Adobe has Adobe SHARE in beta format, which just fuels the fire that Cloud Computing is the wave of the future. Share is a free web-based service that allows you to share, publish and organize documents. You can share with a list of those you specify, or with anyone. You can host up to 1GB of documents, but not the ability to collaborate such as Adobe InCopy. Adobe does plan to include an embedded code with a Flash preview for all documents–not just PDF’s.

Possible Solutions to Online Applications

One solution to the issue of taking a monster such as Photoshop to a strictly online experience would be to break it down into segments. For example, most people that use Photoshop have “tunnel vision.”

The retoucher only uses a fraction of the tools to get their job done, the web designer uses it for laying out their site. Segregating the online version of Photoshop into the different markets, such as Photoshop: Web Design, Photoshop: Retouching, Photoshop: Special Effects might just be an answer to tackle this problem.

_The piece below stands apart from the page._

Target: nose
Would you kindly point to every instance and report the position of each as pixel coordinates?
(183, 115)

As a company, we at Ascend Training have recently started using BaseCamp. It’s an online project collaboration application that includes tools for those working on projects together. I will say that in a few short weeks, our work as a team has streamlined and projects are more on task. So as far as Ascend Training stepping into the online world of applications, so far so good.

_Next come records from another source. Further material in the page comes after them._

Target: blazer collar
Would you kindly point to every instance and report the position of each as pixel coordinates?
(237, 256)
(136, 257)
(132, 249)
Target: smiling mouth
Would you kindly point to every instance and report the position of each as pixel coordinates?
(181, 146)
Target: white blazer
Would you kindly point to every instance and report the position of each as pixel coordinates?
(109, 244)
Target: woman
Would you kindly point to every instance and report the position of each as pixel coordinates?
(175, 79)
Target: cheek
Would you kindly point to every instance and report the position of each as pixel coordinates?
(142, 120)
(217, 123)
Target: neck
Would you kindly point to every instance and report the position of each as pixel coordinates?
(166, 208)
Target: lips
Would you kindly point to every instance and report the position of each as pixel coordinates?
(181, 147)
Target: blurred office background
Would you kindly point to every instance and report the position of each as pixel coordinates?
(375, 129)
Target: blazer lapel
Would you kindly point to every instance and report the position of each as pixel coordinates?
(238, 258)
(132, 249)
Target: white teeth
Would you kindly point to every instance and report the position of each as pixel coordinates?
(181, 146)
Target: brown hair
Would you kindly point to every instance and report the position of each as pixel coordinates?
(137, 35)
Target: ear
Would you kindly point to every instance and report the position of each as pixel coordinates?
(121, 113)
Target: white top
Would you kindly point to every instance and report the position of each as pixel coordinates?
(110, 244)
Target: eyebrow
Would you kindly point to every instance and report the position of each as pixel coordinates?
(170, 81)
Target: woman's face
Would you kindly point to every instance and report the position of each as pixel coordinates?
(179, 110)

While I do think that we are already on the speeding locomotive towards online applications, I do think that those of us that work with 70 MB files are very concerned about logistics. Until WiFi becomes as prevalent as electrical sockets, this future could leave us with nothing to do. While this might create more time to read a book, or have a leisurely dinner, most of those in the creative market are under deadlines and the idea of relying on an internet connection is quite daunting.